Neuroprotection by caffeine and adenosine A2A receptor blockade of beta-amyloid neurotoxicity

Oscar P Dall'Igna, Lisiane O Porciúncula, Diogo O Souza, Rodrigo A Cunha, Diogo R Lara, Oscar P Dall'Igna, Lisiane O Porciúncula, Diogo O Souza, Rodrigo A Cunha, Diogo R Lara

Abstract

Adenosine is a neuromodulator in the nervous system and it has recently been observed that pharmacological blockade or gene disruption of adenosine A(2A) receptors confers neuroprotection under different neurotoxic situations in the brain.
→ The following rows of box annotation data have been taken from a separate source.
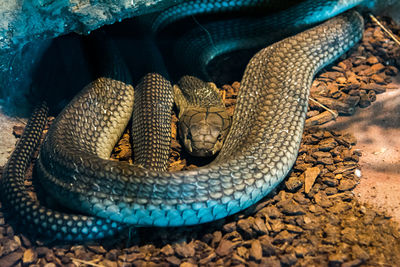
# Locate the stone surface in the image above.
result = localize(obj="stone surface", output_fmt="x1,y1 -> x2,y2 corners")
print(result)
0,0 -> 182,112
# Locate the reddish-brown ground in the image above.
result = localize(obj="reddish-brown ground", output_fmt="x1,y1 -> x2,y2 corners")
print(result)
327,76 -> 400,222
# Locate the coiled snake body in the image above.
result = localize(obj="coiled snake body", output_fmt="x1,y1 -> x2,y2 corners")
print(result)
2,0 -> 363,243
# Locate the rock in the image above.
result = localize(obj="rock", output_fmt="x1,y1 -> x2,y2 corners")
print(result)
175,242 -> 195,258
160,244 -> 174,256
87,246 -> 107,254
0,0 -> 181,111
285,176 -> 303,192
199,252 -> 217,265
166,256 -> 181,266
237,217 -> 255,237
252,217 -> 268,235
0,251 -> 23,266
22,248 -> 37,265
328,253 -> 347,266
215,239 -> 236,257
249,239 -> 262,262
304,167 -> 320,194
338,179 -> 357,191
99,259 -> 118,267
279,254 -> 297,266
272,230 -> 296,244
277,199 -> 305,216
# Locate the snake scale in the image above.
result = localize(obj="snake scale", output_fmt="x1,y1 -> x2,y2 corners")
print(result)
1,0 -> 363,243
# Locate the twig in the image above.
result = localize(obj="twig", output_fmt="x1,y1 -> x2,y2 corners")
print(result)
71,258 -> 104,267
369,14 -> 400,45
309,97 -> 338,118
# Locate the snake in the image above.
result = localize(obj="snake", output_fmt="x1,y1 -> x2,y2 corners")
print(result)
1,0 -> 364,243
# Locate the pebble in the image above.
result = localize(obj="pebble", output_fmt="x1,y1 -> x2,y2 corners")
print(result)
249,239 -> 262,262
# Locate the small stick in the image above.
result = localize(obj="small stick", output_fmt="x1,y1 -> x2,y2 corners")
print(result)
71,258 -> 104,267
309,97 -> 338,118
369,14 -> 400,45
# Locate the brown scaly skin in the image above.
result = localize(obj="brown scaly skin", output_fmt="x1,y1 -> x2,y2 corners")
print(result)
2,7 -> 363,239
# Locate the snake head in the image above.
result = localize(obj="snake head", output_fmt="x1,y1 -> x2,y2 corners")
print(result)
179,107 -> 231,157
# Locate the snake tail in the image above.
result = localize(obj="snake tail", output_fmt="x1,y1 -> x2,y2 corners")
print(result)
34,11 -> 364,238
132,73 -> 174,171
1,103 -> 122,240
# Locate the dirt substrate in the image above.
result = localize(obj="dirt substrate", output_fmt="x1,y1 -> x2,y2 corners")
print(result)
0,14 -> 400,267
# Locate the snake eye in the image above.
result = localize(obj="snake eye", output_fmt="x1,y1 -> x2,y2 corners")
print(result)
186,130 -> 192,140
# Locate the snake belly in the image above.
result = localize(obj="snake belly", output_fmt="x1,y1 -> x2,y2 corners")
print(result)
1,5 -> 363,240
38,11 -> 363,230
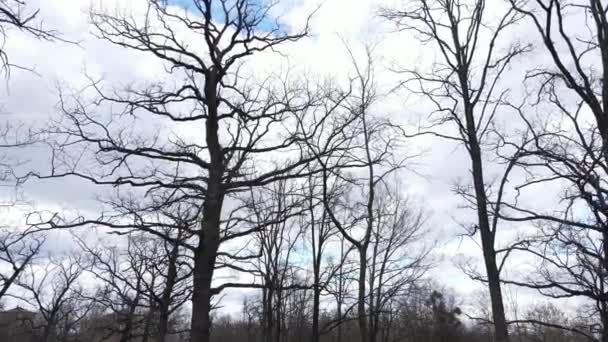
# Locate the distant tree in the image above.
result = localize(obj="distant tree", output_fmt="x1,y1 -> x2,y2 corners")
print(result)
382,0 -> 529,342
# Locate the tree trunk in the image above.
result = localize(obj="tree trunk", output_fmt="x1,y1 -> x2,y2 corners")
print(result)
357,249 -> 369,341
156,243 -> 179,342
465,113 -> 509,342
190,68 -> 225,342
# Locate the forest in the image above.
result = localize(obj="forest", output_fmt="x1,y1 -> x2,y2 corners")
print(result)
0,0 -> 608,342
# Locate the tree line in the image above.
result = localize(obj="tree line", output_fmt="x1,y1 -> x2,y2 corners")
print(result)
0,0 -> 608,342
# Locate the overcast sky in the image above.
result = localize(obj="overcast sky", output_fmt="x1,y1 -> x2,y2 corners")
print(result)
0,0 -> 576,316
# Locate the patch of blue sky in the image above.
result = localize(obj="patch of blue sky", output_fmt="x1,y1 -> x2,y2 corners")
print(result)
167,0 -> 295,35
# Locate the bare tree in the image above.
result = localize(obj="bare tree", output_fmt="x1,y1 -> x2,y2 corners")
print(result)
0,0 -> 61,74
308,46 -> 414,341
11,254 -> 89,342
80,231 -> 191,342
480,1 -> 608,341
383,0 -> 527,342
17,0 -> 352,342
367,187 -> 430,341
0,227 -> 44,299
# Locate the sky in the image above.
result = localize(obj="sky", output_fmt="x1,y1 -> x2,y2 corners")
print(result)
0,0 -> 580,316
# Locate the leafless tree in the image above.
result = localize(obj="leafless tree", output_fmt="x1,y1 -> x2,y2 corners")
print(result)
80,231 -> 191,341
10,254 -> 89,342
476,1 -> 608,341
308,46 -> 408,341
0,227 -> 44,299
367,188 -> 431,341
0,0 -> 60,74
17,0 -> 352,342
383,0 -> 527,342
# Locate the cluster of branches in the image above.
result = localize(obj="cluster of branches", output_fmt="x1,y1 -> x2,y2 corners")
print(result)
5,0 -> 608,342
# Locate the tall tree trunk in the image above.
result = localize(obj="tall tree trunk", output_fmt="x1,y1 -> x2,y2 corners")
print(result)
156,243 -> 179,342
190,68 -> 225,342
357,248 -> 369,341
312,282 -> 321,342
465,107 -> 509,342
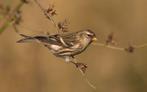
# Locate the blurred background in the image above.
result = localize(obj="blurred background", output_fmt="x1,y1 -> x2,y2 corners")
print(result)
0,0 -> 147,92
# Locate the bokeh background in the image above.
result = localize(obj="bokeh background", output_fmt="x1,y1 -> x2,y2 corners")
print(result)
0,0 -> 147,92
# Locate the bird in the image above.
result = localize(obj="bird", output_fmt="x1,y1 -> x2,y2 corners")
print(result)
17,29 -> 97,62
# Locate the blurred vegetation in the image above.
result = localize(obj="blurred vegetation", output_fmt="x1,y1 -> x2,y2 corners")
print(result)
0,0 -> 147,92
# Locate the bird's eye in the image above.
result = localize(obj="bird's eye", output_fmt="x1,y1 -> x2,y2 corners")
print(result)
88,34 -> 92,37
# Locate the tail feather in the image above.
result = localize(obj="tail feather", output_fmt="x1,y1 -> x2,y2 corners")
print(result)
16,34 -> 35,43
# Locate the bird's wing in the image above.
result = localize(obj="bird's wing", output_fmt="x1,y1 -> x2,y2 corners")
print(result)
60,33 -> 77,47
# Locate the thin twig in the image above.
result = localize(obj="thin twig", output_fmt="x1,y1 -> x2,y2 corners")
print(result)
71,59 -> 96,89
34,0 -> 61,33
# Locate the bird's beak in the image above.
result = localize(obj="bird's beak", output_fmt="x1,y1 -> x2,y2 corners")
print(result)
92,37 -> 97,41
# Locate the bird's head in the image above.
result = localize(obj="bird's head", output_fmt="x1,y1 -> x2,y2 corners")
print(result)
80,29 -> 97,41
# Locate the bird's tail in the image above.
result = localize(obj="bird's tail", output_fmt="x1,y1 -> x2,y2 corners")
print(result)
17,34 -> 35,43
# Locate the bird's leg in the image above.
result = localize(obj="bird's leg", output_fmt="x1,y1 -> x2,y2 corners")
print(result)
71,58 -> 88,75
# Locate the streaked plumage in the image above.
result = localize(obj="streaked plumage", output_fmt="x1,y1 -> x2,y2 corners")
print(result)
17,30 -> 95,61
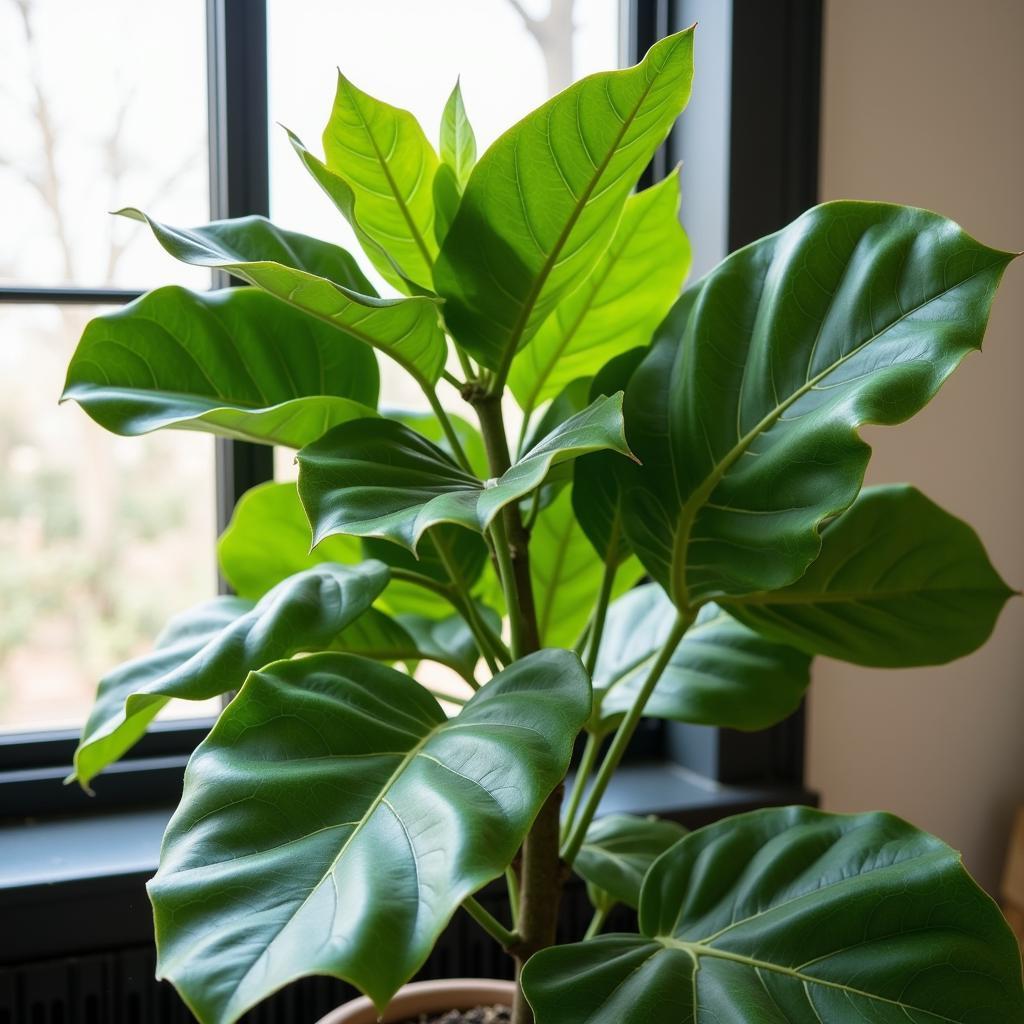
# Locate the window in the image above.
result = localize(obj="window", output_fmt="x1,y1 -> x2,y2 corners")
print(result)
0,0 -> 216,732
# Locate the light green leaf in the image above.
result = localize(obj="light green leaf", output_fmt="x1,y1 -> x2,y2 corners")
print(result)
298,395 -> 630,552
150,650 -> 590,1024
727,484 -> 1013,669
324,71 -> 437,288
440,81 -> 476,193
285,128 -> 425,295
73,562 -> 388,786
509,169 -> 690,412
529,490 -> 643,647
572,814 -> 686,910
591,584 -> 810,733
434,29 -> 693,381
121,209 -> 447,384
623,203 -> 1012,606
522,807 -> 1024,1024
61,286 -> 379,447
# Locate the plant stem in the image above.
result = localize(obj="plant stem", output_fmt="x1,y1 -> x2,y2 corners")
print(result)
462,896 -> 519,949
423,385 -> 476,476
505,863 -> 519,928
583,906 -> 611,942
562,611 -> 696,864
584,552 -> 618,678
512,784 -> 564,1024
562,732 -> 601,840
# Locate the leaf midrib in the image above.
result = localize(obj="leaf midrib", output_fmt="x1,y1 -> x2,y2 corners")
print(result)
672,264 -> 992,605
652,936 -> 961,1024
495,40 -> 679,388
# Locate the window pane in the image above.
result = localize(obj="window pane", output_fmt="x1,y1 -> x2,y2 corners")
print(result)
268,0 -> 618,407
0,305 -> 216,730
0,0 -> 210,289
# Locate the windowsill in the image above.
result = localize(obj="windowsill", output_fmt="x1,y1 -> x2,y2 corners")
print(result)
0,762 -> 813,964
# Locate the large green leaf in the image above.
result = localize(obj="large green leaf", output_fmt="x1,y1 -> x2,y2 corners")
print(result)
434,29 -> 693,377
324,71 -> 437,288
591,584 -> 810,733
572,814 -> 686,910
150,650 -> 590,1024
509,170 -> 690,414
626,203 -> 1011,606
727,485 -> 1013,669
74,562 -> 388,786
62,286 -> 378,447
572,348 -> 646,563
298,394 -> 630,551
217,482 -> 360,601
522,807 -> 1024,1024
529,490 -> 643,647
121,209 -> 447,384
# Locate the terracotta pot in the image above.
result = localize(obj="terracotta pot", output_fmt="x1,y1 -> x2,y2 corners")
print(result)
317,978 -> 515,1024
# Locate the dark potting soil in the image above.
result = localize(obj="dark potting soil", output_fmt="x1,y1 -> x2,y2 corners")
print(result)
404,1007 -> 512,1024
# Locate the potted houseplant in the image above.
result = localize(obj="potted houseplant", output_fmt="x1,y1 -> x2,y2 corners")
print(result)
65,24 -> 1024,1024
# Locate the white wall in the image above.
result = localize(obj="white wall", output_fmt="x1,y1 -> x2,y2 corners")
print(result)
808,0 -> 1024,889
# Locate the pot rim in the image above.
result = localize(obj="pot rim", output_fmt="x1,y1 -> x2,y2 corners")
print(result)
318,978 -> 516,1024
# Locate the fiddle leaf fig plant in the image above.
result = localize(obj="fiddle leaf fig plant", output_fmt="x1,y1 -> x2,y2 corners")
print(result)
65,22 -> 1024,1024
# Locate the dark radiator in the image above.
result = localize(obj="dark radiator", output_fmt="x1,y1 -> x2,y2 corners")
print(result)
0,885 -> 630,1024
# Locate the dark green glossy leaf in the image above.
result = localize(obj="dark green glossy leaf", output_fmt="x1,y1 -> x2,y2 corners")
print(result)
74,562 -> 388,786
331,605 -> 487,679
217,483 -> 360,601
572,348 -> 646,563
440,82 -> 476,191
572,814 -> 686,910
509,169 -> 690,413
529,490 -> 643,647
324,71 -> 437,288
434,30 -> 693,376
728,484 -> 1013,669
121,210 -> 447,384
298,395 -> 629,551
62,286 -> 378,447
150,650 -> 590,1024
522,807 -> 1024,1024
624,203 -> 1011,606
591,584 -> 810,732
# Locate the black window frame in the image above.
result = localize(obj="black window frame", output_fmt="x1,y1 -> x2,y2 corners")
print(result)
0,0 -> 822,821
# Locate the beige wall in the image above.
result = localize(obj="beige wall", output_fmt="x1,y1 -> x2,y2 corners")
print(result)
808,0 -> 1024,888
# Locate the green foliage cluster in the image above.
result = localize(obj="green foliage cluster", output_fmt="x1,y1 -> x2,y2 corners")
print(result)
65,31 -> 1024,1024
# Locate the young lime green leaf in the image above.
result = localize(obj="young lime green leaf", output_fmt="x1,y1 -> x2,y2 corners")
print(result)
285,128 -> 428,295
217,482 -> 360,601
572,348 -> 647,565
324,71 -> 437,289
623,203 -> 1012,606
150,650 -> 590,1024
434,29 -> 693,382
509,168 -> 690,414
440,82 -> 476,193
726,484 -> 1013,669
61,286 -> 379,447
74,562 -> 388,786
572,814 -> 686,910
522,807 -> 1024,1024
590,584 -> 811,734
529,490 -> 643,647
298,394 -> 630,552
121,210 -> 447,385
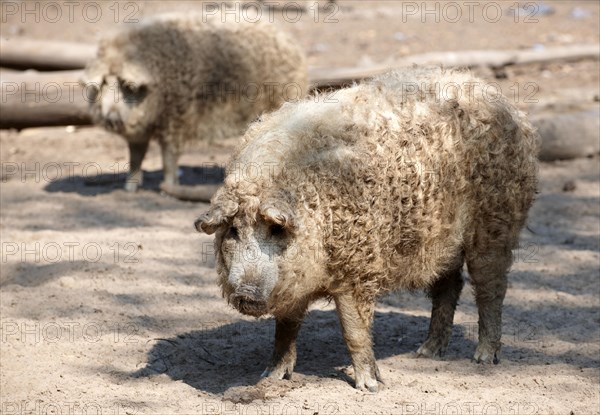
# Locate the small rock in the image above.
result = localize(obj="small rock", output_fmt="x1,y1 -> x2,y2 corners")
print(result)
563,180 -> 577,192
571,7 -> 592,20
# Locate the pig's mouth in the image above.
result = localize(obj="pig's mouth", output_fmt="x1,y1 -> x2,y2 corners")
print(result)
229,294 -> 267,317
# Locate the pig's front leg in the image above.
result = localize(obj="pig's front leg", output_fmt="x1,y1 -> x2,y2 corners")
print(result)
261,318 -> 302,379
125,141 -> 149,192
160,141 -> 179,185
335,294 -> 383,392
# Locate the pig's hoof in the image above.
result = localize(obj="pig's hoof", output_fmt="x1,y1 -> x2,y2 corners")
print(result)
260,365 -> 294,380
356,377 -> 379,392
354,367 -> 383,392
125,181 -> 139,193
417,338 -> 445,357
473,343 -> 500,365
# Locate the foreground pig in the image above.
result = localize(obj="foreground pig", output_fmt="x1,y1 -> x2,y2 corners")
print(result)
196,68 -> 537,391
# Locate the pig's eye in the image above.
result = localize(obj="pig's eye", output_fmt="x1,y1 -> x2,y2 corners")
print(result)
269,224 -> 285,237
227,226 -> 239,239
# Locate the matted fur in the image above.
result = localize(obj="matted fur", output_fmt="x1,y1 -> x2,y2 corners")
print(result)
82,13 -> 308,188
200,68 -> 538,389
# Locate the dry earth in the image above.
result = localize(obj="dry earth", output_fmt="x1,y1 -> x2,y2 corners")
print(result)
0,1 -> 600,415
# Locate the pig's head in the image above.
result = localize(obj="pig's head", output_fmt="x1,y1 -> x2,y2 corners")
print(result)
80,46 -> 161,142
195,198 -> 297,317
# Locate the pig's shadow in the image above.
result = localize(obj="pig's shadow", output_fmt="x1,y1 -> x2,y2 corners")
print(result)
132,310 -> 474,393
44,165 -> 225,196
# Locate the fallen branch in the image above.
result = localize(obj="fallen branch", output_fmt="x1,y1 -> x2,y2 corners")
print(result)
0,38 -> 96,70
0,70 -> 91,128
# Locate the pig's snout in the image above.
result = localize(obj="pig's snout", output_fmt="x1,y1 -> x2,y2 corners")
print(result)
104,109 -> 123,132
229,284 -> 267,317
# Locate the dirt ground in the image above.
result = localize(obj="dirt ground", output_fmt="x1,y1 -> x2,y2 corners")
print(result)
0,1 -> 600,415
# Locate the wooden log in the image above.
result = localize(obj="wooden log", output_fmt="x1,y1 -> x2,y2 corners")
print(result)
309,44 -> 600,88
533,108 -> 600,161
0,37 -> 96,70
160,183 -> 221,203
0,71 -> 91,129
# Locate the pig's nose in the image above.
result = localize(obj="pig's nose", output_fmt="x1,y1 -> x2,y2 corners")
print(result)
106,110 -> 123,130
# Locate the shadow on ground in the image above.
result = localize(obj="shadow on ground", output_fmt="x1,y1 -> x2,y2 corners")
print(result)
131,310 -> 474,393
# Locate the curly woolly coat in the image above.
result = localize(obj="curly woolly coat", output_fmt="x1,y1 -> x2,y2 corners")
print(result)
198,68 -> 537,389
82,14 -> 308,190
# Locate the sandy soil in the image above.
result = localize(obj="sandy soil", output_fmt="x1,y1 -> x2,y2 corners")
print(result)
0,1 -> 600,415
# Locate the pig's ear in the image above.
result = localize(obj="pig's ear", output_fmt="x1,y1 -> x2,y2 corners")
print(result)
260,201 -> 297,232
79,59 -> 108,89
194,201 -> 238,235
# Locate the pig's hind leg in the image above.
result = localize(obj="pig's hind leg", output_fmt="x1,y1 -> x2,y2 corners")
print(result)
417,260 -> 464,357
261,318 -> 302,379
467,247 -> 512,363
335,294 -> 383,392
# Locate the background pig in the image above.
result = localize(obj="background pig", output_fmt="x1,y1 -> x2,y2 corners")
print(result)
82,14 -> 308,191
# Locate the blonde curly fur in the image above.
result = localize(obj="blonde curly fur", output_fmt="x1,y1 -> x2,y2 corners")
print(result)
199,68 -> 538,389
82,14 -> 308,191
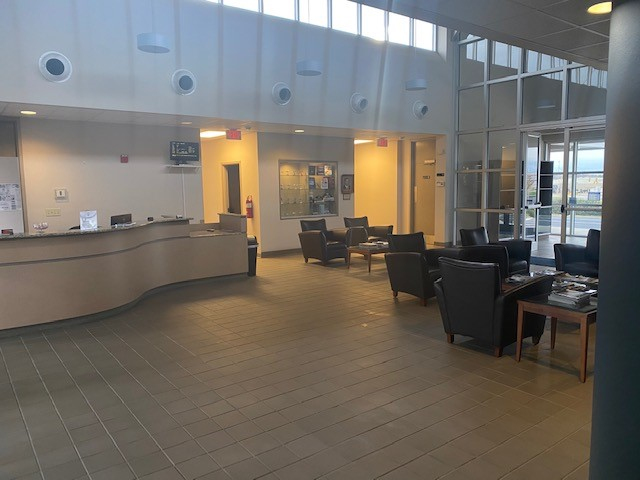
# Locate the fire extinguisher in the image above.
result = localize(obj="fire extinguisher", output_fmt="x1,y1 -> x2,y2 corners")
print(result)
245,195 -> 253,218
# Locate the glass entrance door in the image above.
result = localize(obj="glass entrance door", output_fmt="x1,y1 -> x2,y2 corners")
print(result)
522,128 -> 604,260
560,130 -> 604,245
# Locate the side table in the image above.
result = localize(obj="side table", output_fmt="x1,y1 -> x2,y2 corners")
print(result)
516,295 -> 597,382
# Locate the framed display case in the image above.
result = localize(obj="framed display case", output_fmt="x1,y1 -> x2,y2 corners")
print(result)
278,160 -> 338,219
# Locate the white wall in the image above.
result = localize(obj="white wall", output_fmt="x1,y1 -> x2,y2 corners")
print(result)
258,133 -> 358,252
20,119 -> 204,231
0,0 -> 453,133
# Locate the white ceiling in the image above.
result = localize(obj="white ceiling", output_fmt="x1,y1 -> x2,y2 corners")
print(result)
0,0 -> 610,140
358,0 -> 611,69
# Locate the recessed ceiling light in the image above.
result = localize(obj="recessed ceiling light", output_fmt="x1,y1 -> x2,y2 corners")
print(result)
587,2 -> 612,15
200,130 -> 227,138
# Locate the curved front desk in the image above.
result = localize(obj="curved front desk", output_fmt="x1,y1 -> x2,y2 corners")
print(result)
0,220 -> 248,330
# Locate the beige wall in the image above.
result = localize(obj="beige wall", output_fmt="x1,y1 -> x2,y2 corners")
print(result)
20,119 -> 203,231
254,133 -> 358,252
201,132 -> 261,243
353,140 -> 401,231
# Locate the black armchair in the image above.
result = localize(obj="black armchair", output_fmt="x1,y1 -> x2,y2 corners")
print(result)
298,218 -> 349,265
384,232 -> 440,305
344,217 -> 393,242
460,227 -> 531,275
553,229 -> 600,278
434,258 -> 553,357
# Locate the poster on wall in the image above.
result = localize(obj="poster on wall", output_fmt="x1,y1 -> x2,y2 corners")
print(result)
0,183 -> 22,212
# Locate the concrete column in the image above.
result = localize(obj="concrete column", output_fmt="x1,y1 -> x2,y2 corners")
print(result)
590,0 -> 640,480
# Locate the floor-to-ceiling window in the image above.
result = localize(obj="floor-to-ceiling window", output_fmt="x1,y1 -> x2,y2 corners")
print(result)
455,33 -> 607,258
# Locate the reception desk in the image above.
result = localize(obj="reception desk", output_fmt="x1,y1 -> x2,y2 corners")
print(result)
0,219 -> 248,330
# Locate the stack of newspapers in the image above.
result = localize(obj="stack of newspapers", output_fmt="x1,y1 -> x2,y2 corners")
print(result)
549,290 -> 594,307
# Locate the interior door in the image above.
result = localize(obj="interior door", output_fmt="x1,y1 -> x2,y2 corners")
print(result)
413,142 -> 436,243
We now observed that coapplication of either caffeine (1-25 micro M) or the selective A(2A) receptor antagonist, 4-(2-[7-amino-2(2-furyl)(1,2,4)triazolo (2,3-a)(1,3,5)triazin-5-ylamino]ethyl)phenol (ZM 241385, 50 nM), but not the A receptor antagonist, 8-cyclopentyltheophylline (200 nM), prevented the neuronal cell death caused by exposure of rat cultured cerebellar granule neurons to fragment 25-35 of beta-amyloid protein (25 micro M for 48 h), that by itself caused a near three-fold increase of propidium iodide-labeled cells. This constitutes the first in vitro evidence to suggest that adenosine A(2A) receptors may be the molecular target responsible for the observed beneficial effects of caffeine consumption in the development of Alzheimer's disease.

Figures

Figure 1
Figure 1
Caffeine and adenosine A2A receptor antagonists are neuroprotective against β-amyloid-induced neurotoxicity. Rat cerebellar neurons were cultured for 5 days and serum was withdrawn at day 5 for 48 h, which led to a discrete pattern of propidium iodide-labeled cells, indicative of low number of nonviable cells (a-1) and first column from the left in (b) and (c). The exposure of cells to Aβ25–35 (25 μM) in parallel with serum withdrawal increased the number of nonviable cells ((a-2), third and fourth columns from the left in (b) and (c), respectively) in comparison with the withdrawal of serum only (considered as control, 100% being the number of nonviable cells in this situation). (b) Administration of increasing concentrations of caffeine (1–25 μM) together with Aβ25–35 (25 μM) attenuated and fully prevented the Aβ25–35-induced neurotoxicity (see also (a-3)), but addition of caffeine (25 μM) failed to modify the number of nonviable cells upon serum withdrawal in the absence of Aβ25–35 (second column in (b)). The data are mean±s.e.m. of five experiments. (c) A selective A2A receptor antagonist, ZM 241385 (50 nM, second column from the right), but not an A1 receptor antagonist, CPT (200 nM, first column from the right), blocked the Aβ25–35 (25 μM)-induced neurotoxicity, but failed to modify the number of nonviable cells upon serum withdrawal in the absence of Aβ25–35 (second and third columns from the left). The data are mean±s.e.m. of three experiments. *P<0.05 versus control (first column from the left); **versus effect of 25 μM Aβ25–35 (third and fourth columns from the left in (b) and (c), respectively).